Today, when I picked up my youngest from school, she felt tired and weary. We drove home, and rather than wondering why she was whining I just let her be in it, and I sat there in it with her. My mind swirled with all the the things that could be causing this mood. Hurt feelings—was she getting sick? Kindergarten, as we all know, has its magic—but it also has stress for these little people figuring out how the world works.
We got home, climbed out of the car, and trudged to the kitchen. Before preparing a snack I picked her up, held her in my arms and just rocked her.
I never asked her what was going on; I simply remained present and gave her the space to feel whatever it was she was feeling. I let go of my usual feeling that I need to “fix it” for her.
It was a brief moment between us, but in that moment it dawned on me how naturally I want to fix things. My first reaction in many situations is to control, to fix. As a mother and as a woman, it feels like a deep part of myself—this desire to make all things good or to restore balance where there is upset.

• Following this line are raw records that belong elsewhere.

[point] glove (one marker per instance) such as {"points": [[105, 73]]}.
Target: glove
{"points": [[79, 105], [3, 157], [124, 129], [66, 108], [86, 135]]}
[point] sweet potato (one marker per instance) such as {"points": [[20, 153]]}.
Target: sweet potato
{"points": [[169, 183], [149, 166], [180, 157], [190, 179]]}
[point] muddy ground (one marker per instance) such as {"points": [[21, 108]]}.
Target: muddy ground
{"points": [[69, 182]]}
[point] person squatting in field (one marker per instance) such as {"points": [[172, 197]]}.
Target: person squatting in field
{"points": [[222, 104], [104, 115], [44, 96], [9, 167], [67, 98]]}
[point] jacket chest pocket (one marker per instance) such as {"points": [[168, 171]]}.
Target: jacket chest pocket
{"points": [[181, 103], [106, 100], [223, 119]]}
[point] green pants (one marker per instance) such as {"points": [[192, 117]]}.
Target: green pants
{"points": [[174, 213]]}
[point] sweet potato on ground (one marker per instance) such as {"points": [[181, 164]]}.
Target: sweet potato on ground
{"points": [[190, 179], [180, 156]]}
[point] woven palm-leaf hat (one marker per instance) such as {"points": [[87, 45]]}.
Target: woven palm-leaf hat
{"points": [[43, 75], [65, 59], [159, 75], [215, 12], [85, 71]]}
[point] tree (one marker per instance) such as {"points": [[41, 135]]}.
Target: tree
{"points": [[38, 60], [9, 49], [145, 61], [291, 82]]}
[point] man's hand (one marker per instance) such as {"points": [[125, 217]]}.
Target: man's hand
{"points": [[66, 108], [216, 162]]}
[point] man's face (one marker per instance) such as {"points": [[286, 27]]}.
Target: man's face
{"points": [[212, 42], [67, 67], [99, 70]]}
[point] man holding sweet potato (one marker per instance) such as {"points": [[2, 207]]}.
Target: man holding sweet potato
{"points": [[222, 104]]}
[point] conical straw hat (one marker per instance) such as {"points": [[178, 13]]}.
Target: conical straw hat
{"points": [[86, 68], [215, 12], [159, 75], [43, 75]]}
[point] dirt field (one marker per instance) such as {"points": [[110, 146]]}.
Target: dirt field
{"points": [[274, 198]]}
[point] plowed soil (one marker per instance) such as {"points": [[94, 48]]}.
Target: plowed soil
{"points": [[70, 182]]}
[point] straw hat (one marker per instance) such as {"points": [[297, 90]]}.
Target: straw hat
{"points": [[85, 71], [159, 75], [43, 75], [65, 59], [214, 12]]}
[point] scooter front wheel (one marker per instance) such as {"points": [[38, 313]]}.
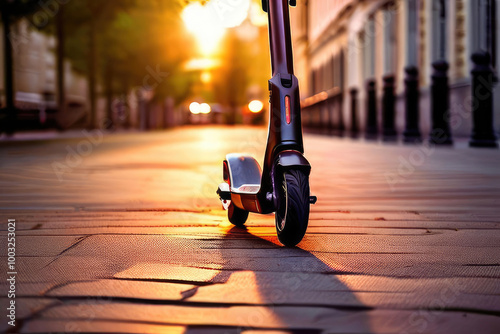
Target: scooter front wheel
{"points": [[236, 215], [293, 204]]}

I wondered to myself where this comes from.
Perhaps it is an aspect of motherhood but I think it affects other women, too. When faced with discord we immediately feel compelled to problem-solve, to fix and repair. Sometimes this process actually gets in the way of any actual healing that needs to be done, or any feeling that needs to ripen, come to fruition, and release. One of my practices is to work on letting this go; I want to be open and receptive to whatever needs to be. Some emotions might be uncomfortable, but they have a process, a life-span, a cycle.

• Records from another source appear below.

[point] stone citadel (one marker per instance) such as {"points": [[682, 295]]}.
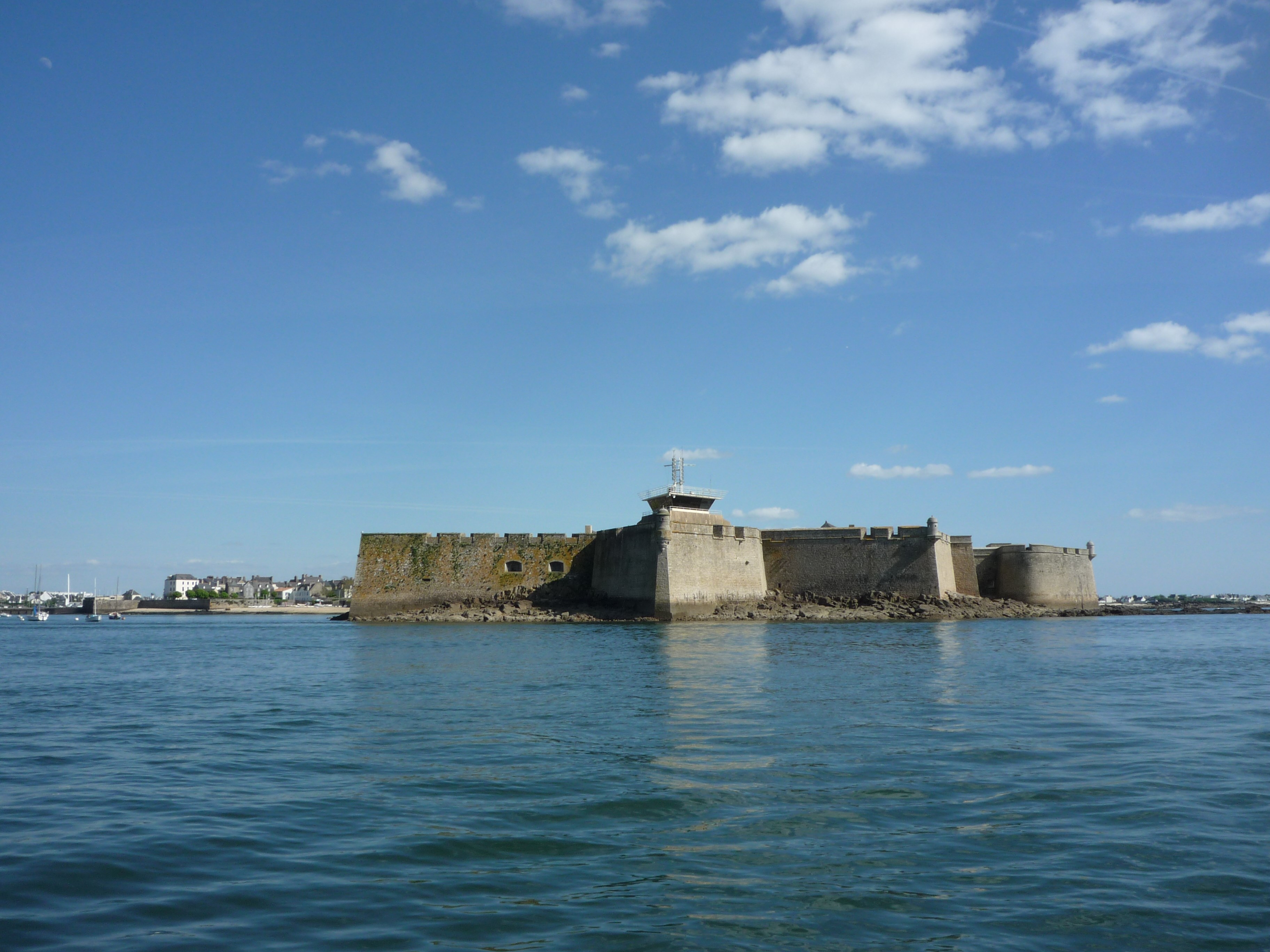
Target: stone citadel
{"points": [[684, 562]]}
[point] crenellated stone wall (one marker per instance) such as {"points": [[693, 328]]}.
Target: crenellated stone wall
{"points": [[685, 563], [679, 564], [1053, 577], [845, 562]]}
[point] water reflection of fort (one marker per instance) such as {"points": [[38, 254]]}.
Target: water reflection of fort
{"points": [[718, 715]]}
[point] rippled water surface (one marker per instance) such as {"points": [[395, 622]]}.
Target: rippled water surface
{"points": [[266, 784]]}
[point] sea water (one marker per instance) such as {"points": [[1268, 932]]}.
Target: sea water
{"points": [[296, 784]]}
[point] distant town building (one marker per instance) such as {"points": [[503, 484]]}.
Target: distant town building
{"points": [[177, 586]]}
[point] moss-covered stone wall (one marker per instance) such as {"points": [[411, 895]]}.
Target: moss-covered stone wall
{"points": [[409, 572]]}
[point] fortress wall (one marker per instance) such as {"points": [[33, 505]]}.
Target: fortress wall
{"points": [[986, 572], [624, 565], [712, 564], [104, 606], [845, 563], [409, 572], [1046, 576], [963, 565]]}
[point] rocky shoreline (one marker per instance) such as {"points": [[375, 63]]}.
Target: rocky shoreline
{"points": [[872, 607]]}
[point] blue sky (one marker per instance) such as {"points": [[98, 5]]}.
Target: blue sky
{"points": [[272, 276]]}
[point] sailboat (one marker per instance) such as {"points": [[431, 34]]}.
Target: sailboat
{"points": [[37, 613], [93, 617]]}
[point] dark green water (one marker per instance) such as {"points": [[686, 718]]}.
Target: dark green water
{"points": [[275, 784]]}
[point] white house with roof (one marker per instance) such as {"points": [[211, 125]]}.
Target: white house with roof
{"points": [[177, 586]]}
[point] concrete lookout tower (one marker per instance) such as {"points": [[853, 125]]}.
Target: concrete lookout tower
{"points": [[680, 497], [681, 560]]}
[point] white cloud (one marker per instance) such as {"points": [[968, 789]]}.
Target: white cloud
{"points": [[823, 270], [900, 473], [768, 513], [400, 163], [1164, 337], [880, 80], [578, 174], [1169, 337], [1183, 512], [999, 473], [1128, 68], [1256, 323], [1220, 216], [577, 16], [690, 455], [732, 241], [279, 173]]}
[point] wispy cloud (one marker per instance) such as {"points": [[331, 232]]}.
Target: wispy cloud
{"points": [[825, 270], [1129, 68], [279, 173], [690, 455], [573, 14], [394, 159], [399, 162], [766, 513], [900, 473], [1173, 338], [737, 241], [578, 174], [880, 80], [1220, 216], [1184, 512], [999, 473]]}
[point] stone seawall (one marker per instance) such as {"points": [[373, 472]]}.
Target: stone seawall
{"points": [[845, 563], [413, 572], [711, 563], [679, 564]]}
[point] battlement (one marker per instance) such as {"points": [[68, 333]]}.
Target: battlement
{"points": [[1060, 577], [484, 536], [681, 562]]}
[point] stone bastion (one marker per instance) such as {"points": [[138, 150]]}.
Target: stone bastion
{"points": [[684, 562]]}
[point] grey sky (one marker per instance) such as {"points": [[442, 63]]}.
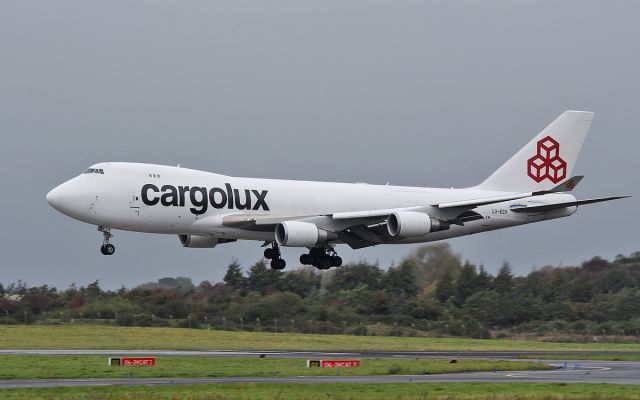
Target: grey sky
{"points": [[424, 93]]}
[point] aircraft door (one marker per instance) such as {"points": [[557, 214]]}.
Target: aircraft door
{"points": [[134, 203]]}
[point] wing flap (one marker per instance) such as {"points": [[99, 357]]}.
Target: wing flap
{"points": [[555, 206]]}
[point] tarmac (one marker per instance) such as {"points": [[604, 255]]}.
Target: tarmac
{"points": [[570, 371]]}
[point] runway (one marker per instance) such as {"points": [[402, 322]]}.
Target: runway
{"points": [[320, 354], [615, 372]]}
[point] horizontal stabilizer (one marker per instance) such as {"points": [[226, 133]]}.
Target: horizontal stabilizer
{"points": [[567, 185], [549, 207]]}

I want to teach my children to feel emotional freedom. I want to give them tools to overcome. I want to give them grit so that when things get tough, they know they will make it through. I want to help them feel strong.
But today, in my kitchen, my daughter in my arms, I realized that I also want to teach my children that its okay to be sad, too. I want to teach them to be in it, to allow themselves to feel it, to face it, and to know that above all—this, too, shall pass.